Likewise, Emanuel worked in the 85-89 range, but his fastball also played up because of his angle and deception. He got out of trouble repeatedly with his 73-76 changeup, and he had success mixing his 69-71 curveball against righties and his 76-79 slider against lefties.
But the Owls got to him for a run in the second when Michael Aquino tripled and scored on a squeeze play, and they had other scoring chances throughout the game. But Emanuel stranded six runners in scoring position, and another Rice baserunner was thrown out at the plate by a wide margin in the sixth.
“I missed a lot of spots today, they capitalized a lot and got a lot of hits,” Emanuel said. “But that’s the beauty of it: If they get on, it doesn’t meant they’re scoring. Just staying out there and competing, just trying to get the next out, don’t worry about what just happened.”

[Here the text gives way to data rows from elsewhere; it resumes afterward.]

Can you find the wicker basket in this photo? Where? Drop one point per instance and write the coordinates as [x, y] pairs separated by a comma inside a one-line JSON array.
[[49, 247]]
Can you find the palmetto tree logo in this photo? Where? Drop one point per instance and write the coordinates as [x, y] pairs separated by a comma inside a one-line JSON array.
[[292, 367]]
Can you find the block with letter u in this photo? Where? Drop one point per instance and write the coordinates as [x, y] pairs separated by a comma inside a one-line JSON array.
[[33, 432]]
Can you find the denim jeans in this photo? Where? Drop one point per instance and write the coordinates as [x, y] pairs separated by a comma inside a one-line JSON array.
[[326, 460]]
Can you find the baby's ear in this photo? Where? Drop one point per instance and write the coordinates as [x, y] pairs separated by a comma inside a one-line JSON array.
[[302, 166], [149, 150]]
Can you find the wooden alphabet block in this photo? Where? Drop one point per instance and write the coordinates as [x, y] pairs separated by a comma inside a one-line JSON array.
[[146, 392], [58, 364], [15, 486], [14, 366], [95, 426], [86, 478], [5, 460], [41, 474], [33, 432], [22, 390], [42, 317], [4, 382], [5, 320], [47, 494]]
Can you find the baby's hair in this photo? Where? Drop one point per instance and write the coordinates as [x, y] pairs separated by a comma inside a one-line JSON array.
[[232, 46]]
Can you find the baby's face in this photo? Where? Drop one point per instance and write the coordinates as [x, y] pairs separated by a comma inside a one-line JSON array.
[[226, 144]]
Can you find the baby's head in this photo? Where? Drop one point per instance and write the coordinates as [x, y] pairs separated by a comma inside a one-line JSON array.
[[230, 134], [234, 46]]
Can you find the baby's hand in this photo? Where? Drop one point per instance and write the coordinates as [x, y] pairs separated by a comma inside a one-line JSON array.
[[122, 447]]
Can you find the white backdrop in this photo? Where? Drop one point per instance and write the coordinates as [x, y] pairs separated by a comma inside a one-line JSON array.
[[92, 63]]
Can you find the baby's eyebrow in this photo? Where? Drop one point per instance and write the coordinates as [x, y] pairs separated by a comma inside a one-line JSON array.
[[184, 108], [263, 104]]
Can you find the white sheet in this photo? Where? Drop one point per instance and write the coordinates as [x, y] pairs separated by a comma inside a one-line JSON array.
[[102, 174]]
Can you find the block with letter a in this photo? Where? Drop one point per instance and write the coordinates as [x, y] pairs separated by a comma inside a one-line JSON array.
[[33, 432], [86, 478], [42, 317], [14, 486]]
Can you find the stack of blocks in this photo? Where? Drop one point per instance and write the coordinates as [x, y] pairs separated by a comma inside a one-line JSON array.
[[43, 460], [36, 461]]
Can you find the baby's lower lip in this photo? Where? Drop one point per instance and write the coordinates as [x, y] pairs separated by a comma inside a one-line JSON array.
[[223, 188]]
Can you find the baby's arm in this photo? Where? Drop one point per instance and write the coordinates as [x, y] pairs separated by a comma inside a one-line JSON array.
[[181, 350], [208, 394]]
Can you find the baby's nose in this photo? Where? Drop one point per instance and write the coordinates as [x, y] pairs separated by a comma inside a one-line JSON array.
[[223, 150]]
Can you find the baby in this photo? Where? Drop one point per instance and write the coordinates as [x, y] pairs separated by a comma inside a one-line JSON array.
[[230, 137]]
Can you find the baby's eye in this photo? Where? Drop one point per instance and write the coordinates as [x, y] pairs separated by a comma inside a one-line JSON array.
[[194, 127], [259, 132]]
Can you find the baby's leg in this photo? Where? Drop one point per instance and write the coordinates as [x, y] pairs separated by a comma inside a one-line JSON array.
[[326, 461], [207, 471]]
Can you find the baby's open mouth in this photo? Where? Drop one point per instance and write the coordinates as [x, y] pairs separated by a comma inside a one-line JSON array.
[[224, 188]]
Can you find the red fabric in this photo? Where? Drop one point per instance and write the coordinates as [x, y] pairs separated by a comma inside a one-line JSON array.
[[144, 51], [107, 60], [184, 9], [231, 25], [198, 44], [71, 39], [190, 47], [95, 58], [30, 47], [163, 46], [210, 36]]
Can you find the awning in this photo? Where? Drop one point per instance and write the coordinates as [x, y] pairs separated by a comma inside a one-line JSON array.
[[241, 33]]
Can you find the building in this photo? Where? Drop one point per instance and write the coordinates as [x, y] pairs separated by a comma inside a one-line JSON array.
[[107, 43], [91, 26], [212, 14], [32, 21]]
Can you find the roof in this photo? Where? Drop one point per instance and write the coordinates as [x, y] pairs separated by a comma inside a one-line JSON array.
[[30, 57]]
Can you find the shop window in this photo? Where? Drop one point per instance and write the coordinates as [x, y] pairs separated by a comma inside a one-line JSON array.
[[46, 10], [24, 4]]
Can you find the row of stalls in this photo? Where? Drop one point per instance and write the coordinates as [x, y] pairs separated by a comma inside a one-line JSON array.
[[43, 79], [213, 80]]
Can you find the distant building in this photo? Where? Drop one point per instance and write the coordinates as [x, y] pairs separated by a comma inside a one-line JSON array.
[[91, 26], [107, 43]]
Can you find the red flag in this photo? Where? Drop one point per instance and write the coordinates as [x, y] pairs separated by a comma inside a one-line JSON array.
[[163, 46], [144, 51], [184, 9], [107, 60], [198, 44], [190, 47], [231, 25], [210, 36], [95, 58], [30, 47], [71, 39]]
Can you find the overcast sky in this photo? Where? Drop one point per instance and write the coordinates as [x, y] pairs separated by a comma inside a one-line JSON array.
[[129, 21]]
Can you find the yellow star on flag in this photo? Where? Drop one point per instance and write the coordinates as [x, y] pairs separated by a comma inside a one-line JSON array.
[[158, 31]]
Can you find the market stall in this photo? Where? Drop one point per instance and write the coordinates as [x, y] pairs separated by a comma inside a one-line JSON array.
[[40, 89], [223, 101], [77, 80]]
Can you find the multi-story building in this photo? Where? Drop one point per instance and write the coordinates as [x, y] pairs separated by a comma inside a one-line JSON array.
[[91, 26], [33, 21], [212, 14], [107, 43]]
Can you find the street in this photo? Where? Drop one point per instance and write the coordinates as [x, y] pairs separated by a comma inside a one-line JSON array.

Emanuel has always been a cool customer who never gets rattled—remember that four-hit, complete-game shutout he threw against Texas in the 2011 College World Series, when he was just a freshman? His poise is what makes him one of college baseball’s premier Friday starters, so it should be no surprise that he made big pitches in big spots against Rice.
“It was very typical of him: He’s not going to walk you, and we’ve got to play better defense behind him,” Fox said. “Kent gets in trouble at times, but he really dials it up. A couple situations where when he had to have a big out there, we left him out there for the last out and he was able to get that big out, they were first and second. That’s typical Kent: He gives us a chance to win.
“We knew runs were going to be hard to come by, and they certainly were. It was a great game, a terrific game. I thought their kid Kubitza was sensational—I didn’t think we were going to get a hit there for a while. He was really, really good, both sides of the plate. Fortunately Kent matched him, and we were able to hang in there.”